Results: A total of 255 patients were included in the asciminib cohort, and an interim sample of 137 patients comprised the comparison cohort (dasatinib: 43.8%, nilotinib: 32.1%, bosutinib: 20.4%, imatinib: 3.6%). Data were collected from 76 physicians (community practice: 47.4%, academic center: 52.6%) for the asciminib cohort and 33 physicians (community: 36.4%, academic: 63.6%) for the comparison cohort, similarly distributed across all US census regions.
After balancing, characteristics were similar between the asciminib and comparison cohorts, including median age (62.0 vs 62.0), proportion female (43.5% vs 43.8%), race/ethnicity (white: 56.1% vs 56.2%, black: 20.8% vs 20.4%), ECOG ≥2 (17.3% vs 17.5%), intermediate-high Sokal scores (76.1% vs 75.9%), and NCI comorbidity index >0 (60.0% vs 59.9%). Similar proportions of patients discontinued their 1L TKI due to intolerance (43.5% vs 43.8%) or lack of efficacy (42.4% vs 42.3%) and had a last response of MR3 or better on 1L (28.2% vs 28.5%). All standardized mean differences were ≤0.01.
By 48-week post-index, 68.3% of the asciminib vs 58.1% of the comparison cohort achieved or maintained MR3 (p<0.05); and 40.6% vs 21.0% achieved or maintained MR4 (p<0.05). Median time to MR3 (MR4) was 30.7 (59.7) and 39.7 (74.0) weeks for the asciminib and comparison cohorts, respectively.

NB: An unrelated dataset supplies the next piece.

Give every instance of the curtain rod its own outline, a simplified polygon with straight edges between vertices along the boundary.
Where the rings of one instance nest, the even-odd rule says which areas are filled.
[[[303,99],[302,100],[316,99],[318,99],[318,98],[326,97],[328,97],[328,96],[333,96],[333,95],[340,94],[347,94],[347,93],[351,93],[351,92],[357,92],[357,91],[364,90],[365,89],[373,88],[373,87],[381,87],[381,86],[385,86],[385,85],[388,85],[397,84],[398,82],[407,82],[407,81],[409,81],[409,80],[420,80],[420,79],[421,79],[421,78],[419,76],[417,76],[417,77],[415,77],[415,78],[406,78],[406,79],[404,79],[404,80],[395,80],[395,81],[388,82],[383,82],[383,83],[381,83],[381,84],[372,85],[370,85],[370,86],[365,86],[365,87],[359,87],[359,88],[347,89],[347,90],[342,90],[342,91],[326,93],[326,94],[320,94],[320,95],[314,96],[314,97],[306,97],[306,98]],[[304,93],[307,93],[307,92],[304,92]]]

By 48-week post-index, 4.6% of the asciminib vs 13.0% of the comparison cohort had discontinued treatment for any reason (p<0.05). During that period, discontinuation due to intolerance occurred in 1.6% of patients in the asciminib vs 3.6% in the comparison cohort, and discontinuation due to resistance was observed in none and 4.4% of patients, respectively. Moreover, post-index, intolerance led to temporary treatment interruption in 4.3% of patients in the asciminib vs 8.8% in the comparison cohort, and to dose reduction in 2.0% and 5.8% of patients, respectively. Dose increase due to resistance was reported only in the comparison cohort, for 5.1% of patients.Conclusions: Patients with CML-CP who received asciminib as 2L achieved deeper and faster molecular responses, with higher rates of MR3 and MR4 and shorter time to MR3, in comparison to those treated with ATP-competitive TKIs. Moreover, asciminib-treated patients experienced fewer dose adjustments and discontinuations due to intolerance or resistance similar to previously reported data from ASC4FIRST and ASCEMBL. Findings from this large real-world study suggest that asciminib offers favorable tolerability and better efficacy compared to ATP-competitive TKIs in patients with CML-CP as 2L in the US clinical practice.